Link: Play the Game
Context & Role
I wanted to explore how reasoning could be made interactive.
When I played the traditional “solve the mystery” or “find the clue” games, I noticed something missing. They gave the fantasy of being a detective, but not the thinking part. You tap through dialogues, follow pre-written logic, and reach a fixed answer. That’s not how reasoning works.
So I prototyped an experimental detective game using an AI model (LLM) where the player investigates a crime scene, finds irregularities, and reaches a conclusion. I used Gemini AI studio to build this. The platform was a simple web prototype.
The biggest constraint was control. Once the AI starts talking, you can’t fully predict what it will say. So the challenge was: how do you turn uncertainty into part of the design?
Design Question / Hypothesis
The main question I explored:
How can conversational AI co-create detective gameplay that enables deep thinking?
I wanted to see if an AI could ask questions to enable the players to think deeply and reach conclusions logically.

Mechanics / Systems Tested
To answer that, I focused on how conversation itself could become gameplay.
I didn’t want the AI to just narrate clues. I wanted it to reason with the player.
Here’s what I tested:
- Interrogation Loop: The player finds a clue. But then, the AI keeps asking the player related questions to enable thinking
- Clue Tracking: Each meaningful detail from the conversation is stored as a “fact.” Players can reference these to test contradictions or form hypotheses.

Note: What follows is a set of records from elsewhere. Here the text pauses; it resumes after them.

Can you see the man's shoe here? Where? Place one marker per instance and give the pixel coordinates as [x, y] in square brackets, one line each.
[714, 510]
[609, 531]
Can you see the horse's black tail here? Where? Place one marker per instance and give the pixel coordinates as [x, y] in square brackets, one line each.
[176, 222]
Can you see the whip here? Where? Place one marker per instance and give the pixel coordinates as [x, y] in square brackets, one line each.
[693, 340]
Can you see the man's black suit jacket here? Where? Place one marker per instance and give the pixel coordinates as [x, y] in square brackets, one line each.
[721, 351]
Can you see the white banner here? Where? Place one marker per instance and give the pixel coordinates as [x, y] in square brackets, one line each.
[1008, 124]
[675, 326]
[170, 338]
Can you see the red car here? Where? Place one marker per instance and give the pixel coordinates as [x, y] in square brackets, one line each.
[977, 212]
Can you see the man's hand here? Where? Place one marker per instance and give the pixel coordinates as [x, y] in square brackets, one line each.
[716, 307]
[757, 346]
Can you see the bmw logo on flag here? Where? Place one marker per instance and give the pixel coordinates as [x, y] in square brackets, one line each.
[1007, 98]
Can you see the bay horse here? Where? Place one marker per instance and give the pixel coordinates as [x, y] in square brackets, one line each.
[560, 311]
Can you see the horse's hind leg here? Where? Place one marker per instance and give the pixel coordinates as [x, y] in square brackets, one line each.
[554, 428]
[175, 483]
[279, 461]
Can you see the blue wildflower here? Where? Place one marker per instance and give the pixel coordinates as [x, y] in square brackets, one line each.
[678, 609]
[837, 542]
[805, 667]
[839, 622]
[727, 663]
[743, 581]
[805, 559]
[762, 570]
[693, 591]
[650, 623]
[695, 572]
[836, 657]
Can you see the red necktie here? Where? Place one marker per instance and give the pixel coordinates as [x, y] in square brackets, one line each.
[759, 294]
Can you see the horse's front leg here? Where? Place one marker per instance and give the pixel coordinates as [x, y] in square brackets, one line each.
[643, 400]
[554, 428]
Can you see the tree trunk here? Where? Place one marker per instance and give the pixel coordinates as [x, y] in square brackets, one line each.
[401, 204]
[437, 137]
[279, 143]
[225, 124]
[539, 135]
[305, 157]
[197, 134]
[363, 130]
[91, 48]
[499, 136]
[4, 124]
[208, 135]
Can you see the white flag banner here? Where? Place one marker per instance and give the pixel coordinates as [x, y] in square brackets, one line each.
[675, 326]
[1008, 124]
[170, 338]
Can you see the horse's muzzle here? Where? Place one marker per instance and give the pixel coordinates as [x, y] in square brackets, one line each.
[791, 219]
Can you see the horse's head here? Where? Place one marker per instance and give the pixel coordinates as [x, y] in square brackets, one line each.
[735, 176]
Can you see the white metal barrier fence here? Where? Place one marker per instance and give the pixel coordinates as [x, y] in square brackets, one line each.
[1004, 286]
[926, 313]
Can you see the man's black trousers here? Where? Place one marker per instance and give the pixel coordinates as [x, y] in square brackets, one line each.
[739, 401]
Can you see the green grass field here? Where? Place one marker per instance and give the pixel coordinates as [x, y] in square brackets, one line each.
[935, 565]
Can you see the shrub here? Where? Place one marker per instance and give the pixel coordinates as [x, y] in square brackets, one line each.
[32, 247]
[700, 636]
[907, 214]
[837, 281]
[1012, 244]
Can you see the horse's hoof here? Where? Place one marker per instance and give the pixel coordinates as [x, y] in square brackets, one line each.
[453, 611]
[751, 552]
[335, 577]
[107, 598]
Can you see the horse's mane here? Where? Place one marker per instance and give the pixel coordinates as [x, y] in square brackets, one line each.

- Conclusion: The clues and the logical flow built by players with the help of AI enable them to reach a conclusion that is backed by logic and thinking
The conversation loop felt simple but powerful:
Ask → Infer → Verify → Confront → Conclude
It blurred the line between dialogue and deduction because the system didn’t hand out answers—you had to connect dots yourself
OUTCOME & Insights
The AI started guiding the player toward reasoning rather than giving answers. Players described the sessions as “thinking with the game.”
That meant the design achieved what I wanted — conversation as a reasoning engine rather than a dialogue script.
Reflection & Transferable Lesson
It taught me that:
- AI dialogue can drive reasoning-based gameplay if structured around pushing players to think about their statements
This structure could apply to:
- Educational reasoning simulators
- Health or ethics dialogue games
- AI co-authoring tools for designers
In the end, I learned that detective design isn’t just about revealing the truth; it’s about making players earn clarity.
And AI, with all its conversational capability, is the perfect partner to make that chase real.